Starved Rock State Park is located, one mile south of Utica, Illinois along the Illinois River. Here, at the end of the last Ice Age, glacial melt cut through soft, sandstone bluffs, carving over a dozen deep, narrow canyons.
In May of 1673, Louis Jolliet, Father Marquette, and five French voyageurs in two canoes, were the first Europeans to travel through the Starved Rock area. They were returning to St. Ignace (located on the upper peninsula of Michigan) from an exploration of the upper Mississippi River.
Father Marquette returned to the area in 1675 to establish a Mission in the large Kaskaskia Indian village located across the Illinois River from Starved Rock.
In time, New France claimed the entire Mississippi Valley and all of the Great Lakes. To defend their claim, the French built a chain of rough-hewn forts throughout the Great Lakes and along important river routes. As the Illinois River was the quickest route from the Great Lakes to the Mississippi River, a southern defense, named Fort St. Louis, was contructed atop Starved Rock in the winter of 1682-83. The new fort commanded a strategic position high above the last rapids on the Illinois River.

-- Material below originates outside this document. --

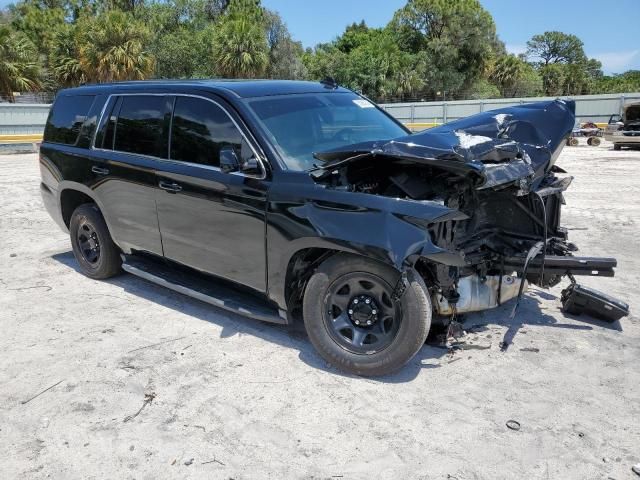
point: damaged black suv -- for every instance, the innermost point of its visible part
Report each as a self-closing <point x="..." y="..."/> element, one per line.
<point x="297" y="200"/>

In February 1684, 500 Iroquois warriors attacked the new log fort. Command of the fort was shared by explorer Henri Tonti and French army officer, Chevalier Baugy. Their command consisted of a tiny army of twenty-two French soldiers, traders, trappers and craftsmen along with twenty-four Shawnee, Miami and Loup warriors and their families.
Perched high above the river, Fort St Louis could not be taken by direct attack. The Iroquois tried, several times, and failed. The Iroquois warriors had no other choice but surround and starve the people in the fort. The French were short of food and gunpowder. . . but so were the Iroquois who had just traveled from their homelands east of Lake Erie . . . on foot! The food supplies and equipment they carried were minimized to gain speed. Now their supplies were gone and the Iroquois were forced to rely on local food sources. As you can imagine, 500 hungry men could quickly deplete local food sources. For eight days the Iroquois attackers hung on, sniping, probing the forts’ defenses, torturing a few captives. As the days passed, it became obvious to the Iroquois that they had no choice but to return home.
By the early 1700s, the French had abandoned Fort St Louis and moved to what is now called Peoria, where they built Fort Pimitoui. Over the next twenty years, the remains of Fort St. Louis, now a haven for trappers and traders, slowly disappeared.
The diorama pictured was researched and built by the History/Social Science Department and students of the Illinois Mathematics and Science Academy in Aurora, Illinois. This reconstruction is based on descriptions of the fort by LaSalle, Henri Joutel, property deeds, business and French army documents. These sources describe the fort of 1684 as upright logs and earthworks of about 600 feet in circumference which protected housing for up to fifty men, contained seven bastions, a storehouse, forge, officers’ quarters, a chapel and at least three traders’ log cabins.